Si parla in molto in questo periodo di "decrescita felice", una parola che per certi versi fa venire i brividi all'imprenditoria essendo un concetto che si sradica da quanto ha caratterizzato la crescita economica sino ad oggi.

La decrescita felice si discosta quindi dalle politiche legate all'aumento del prodotto interno lordo, andando a concentrarsi maggiormente sul benessere umano, la sostenibilità ambientale e la qualità della vita.

Trovare un nuovo equilibrio è una grande sfida e una grande opportunità.

Dal nostro punto di vista un modello allineato a questi principi si può attuare grazie alla localizzazione delle filiere, al tornare a collaborare con il territorio conoscendo i produttori ed essendo partecipi delle scelte effettuate.
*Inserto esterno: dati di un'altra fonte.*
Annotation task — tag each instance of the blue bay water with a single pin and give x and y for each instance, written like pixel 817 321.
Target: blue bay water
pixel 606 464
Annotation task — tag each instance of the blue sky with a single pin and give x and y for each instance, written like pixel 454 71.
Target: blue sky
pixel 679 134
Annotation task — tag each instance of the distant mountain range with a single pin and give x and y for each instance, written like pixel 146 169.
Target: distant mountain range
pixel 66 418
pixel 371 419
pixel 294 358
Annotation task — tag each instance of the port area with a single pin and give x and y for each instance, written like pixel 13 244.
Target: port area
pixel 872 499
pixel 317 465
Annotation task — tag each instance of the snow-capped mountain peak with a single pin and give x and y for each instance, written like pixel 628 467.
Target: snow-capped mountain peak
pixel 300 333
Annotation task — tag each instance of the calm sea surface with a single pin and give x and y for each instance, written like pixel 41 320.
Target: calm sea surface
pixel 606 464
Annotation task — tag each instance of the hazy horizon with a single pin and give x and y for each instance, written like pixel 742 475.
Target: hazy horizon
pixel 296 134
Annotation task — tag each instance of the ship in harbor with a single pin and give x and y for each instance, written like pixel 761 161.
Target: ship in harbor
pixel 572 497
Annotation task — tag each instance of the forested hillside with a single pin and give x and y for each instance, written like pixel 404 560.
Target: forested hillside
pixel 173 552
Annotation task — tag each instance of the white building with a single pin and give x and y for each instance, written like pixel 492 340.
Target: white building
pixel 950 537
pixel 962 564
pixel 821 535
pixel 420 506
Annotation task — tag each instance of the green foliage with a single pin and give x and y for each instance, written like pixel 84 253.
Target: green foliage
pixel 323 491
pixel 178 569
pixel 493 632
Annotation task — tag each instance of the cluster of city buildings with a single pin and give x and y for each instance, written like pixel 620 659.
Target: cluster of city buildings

Non demandando ad altri controlli e verifiche, i migliori certificatori di qualità siamo noi (inteso come singoli privati cittadini).

Si stima che nella produzione di una t-shirt circa almeno il 30% (si arriva a percentuali anche maggiori non curando la qualità) dei materiali venga scartato nei processi tra la coltivazione e la realizzazione del capo finito; queste quantità si sommano agli ormai famosi 11 kg di rifiuti tessili pro capite per cittadino europeo annui, portandoli a 15/16 kg di scarti tessili annui.

Alle aziende si presenta quindi la sfida di passare da modelli imprenditoriali incentrati sulle quantità verso modelli orientati alla qualità, nel senso olistico del termine.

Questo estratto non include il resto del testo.